Fort Lee being assessed as site to house unaccompanied immigrant children
Free Press staff report | 3/18/2021, 6 p.m.
Fort Lee, which sits outside of Petersburg about 20 miles south of Richmond, might become a temporary holding center for unaccompanied minors who cross into the United States without legal status and are detained by the U.S. Border Patrol.
Jefferson L. Wolfe, Fort Lee’s deputy public affairs officer, confirmed Monday that the U.S. Army has “coordinated a site assessment for personnel of the U.S. Department of Health and Human Services,” the agency charged with dealing with such minors.

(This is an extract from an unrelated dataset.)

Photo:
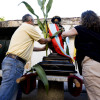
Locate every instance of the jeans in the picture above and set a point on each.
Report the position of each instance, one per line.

The assessment was conducted “to determine if certain facilities at Fort Lee might be suitable” for that purpose, Mr. Wolfe stated in response to a Free Press query.
However, it remains uncertain whether Fort Lee would be used. Mr. Wolfe noted that “the Army has not received a formal request from HHS to house unaccompanied children.”
HHS is rushing to open facilities across the country to house immigrant children being held by the Border Patrol. That agency generally is supposed to hold children no longer than three days before turning them over to HHS so that they can be placed with a parent already living in the United States or another suitable sponsor until their immigration cases can be heard.
However, long-term shelters run by HHS have next to no capacity to accommodate the hundreds of children crossing the border from Mexico without a parent or other adult.
The Biden administration has turned to the Federal Emergency Management Agency for help managing and caring for the children. About 3,000 immigrant teens are to be housed at the downtown convention center in Dallas, officials announced Monday.